I have a database of chemicals and want to evaluate each chemical against a list of SMARTs patterns also from a database.  The goal is to generate my own BitStrings for each chemical that relate to the SMARTs patterns.  I have successfully done this BUT I can only do it one SMARTs pattern at a time (attached workflow).

Ideally, the workflow would be to run each chemical from one database table through all the SMARTs patterns (ie: 1-10) from another database table and generate a concatenated bit-string like "1010101111".  Then do a database update for each chemical bit-string.  Each position in the bit-string means match(1) or non-match(0) relating to the SMARTs ID (1-10) in the database.

I've tried to use Chunk Loop Start on the SMARTs patterns but this doesn't allow the Bitstring to be looped back so that it can be updated (at a particlur bit position) using the String manipulation node.

I downloaded the example workflows for the Recursive loop nodes but have had limited success.  I must be missing something but this seems like a doable task for KNIME.  In essence, I need to do a nested FOR loop like this:

for x=1 to numChemicals
     for y=1 to numSMARTs
         run SMARTs query and generate BitString using String manipulation node

My recommendation is to use the RDKit nodes instead.
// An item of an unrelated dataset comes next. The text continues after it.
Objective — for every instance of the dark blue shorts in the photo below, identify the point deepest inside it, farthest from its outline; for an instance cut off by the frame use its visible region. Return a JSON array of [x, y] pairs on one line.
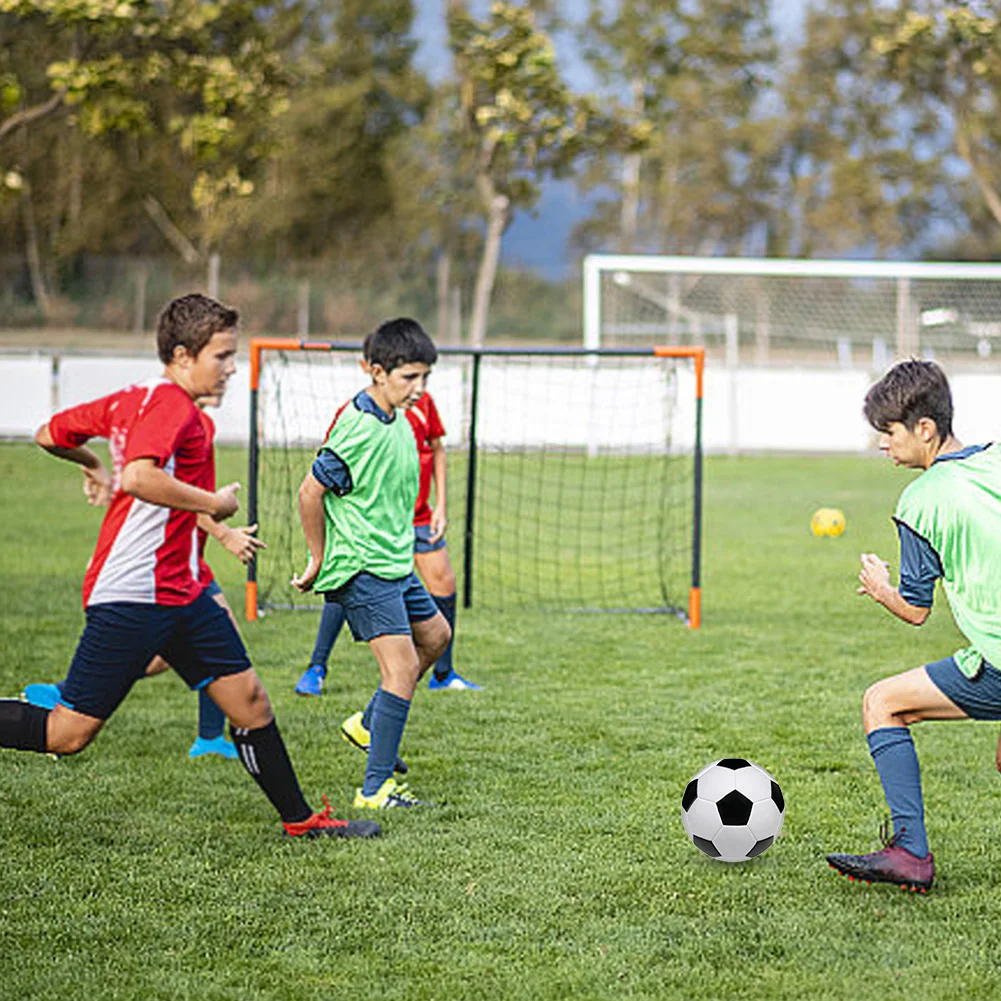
[[375, 607], [198, 641], [422, 540], [978, 697]]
The node which should deliver what you need is;

RDKit Substructure Counter (with Add Column with tags for matching queries selected).


You can then use the Column Aggregator node to Aggregate all these 0 and 1 columns together using Concatenate option in the Options tab, and make sure to clear out the Value Delimiter box.


Thanks for the input Simon.  Your instructions were clear and concise. 
I modified the SQL query that retrieves the SMARTs to have a prefix:
SELECT concat("SubStruc-",FGroupName) AS FGroupName, SMARTS FROM tbl_ChemFuncGroups

This allowed me to select columns in the aggregator by wildcard(SubStruc*) avoiding the need to manually add each column as my list of SMARTs grows.

I didn't foresee the value of having "counts" makeup the bitstring as opposed to true/false.  The only problem arises when a count is greater than 9; the bit will be 2 chars (unless I convert to something like a 36-base  0-9-A-Z).

Do you have any suggestions on how to handle the possibility of a substructure count >9? For most of my substructures, they will not be present more than 9, but it's possible. 

I could also delimit the bitstring with a comma as this would be adaptable in my application.


Hi, if you use a comma delimiter, in the column aggregator node, you could follow up your resultant combined column with a string replacer using RegEx to replace all values greater than 0 with a 1, setting the option as a pattern rather than the whole string. For example;

[2-9]          and then in replace box put a 1

then in a second string replacer node use; (note commas are deliberate here)

[10|11],       and then in replace put a 1,

You should now be left with just 0's and 1's,


if if you finally want the commas out you could use a third string replace node with , in the find box and replace box as empty. 


Thanks Simon.
Using string replacer node was a good idea.

I was able to use 1 string replacer node to capture counts 1-99 using the regex expression:


1-9 in the 2nd digit OR
1-9 followed by a 0 OR

The order of this regex pattern matters; putting [1-9] at the beginning will negate the [1-9][0] condition.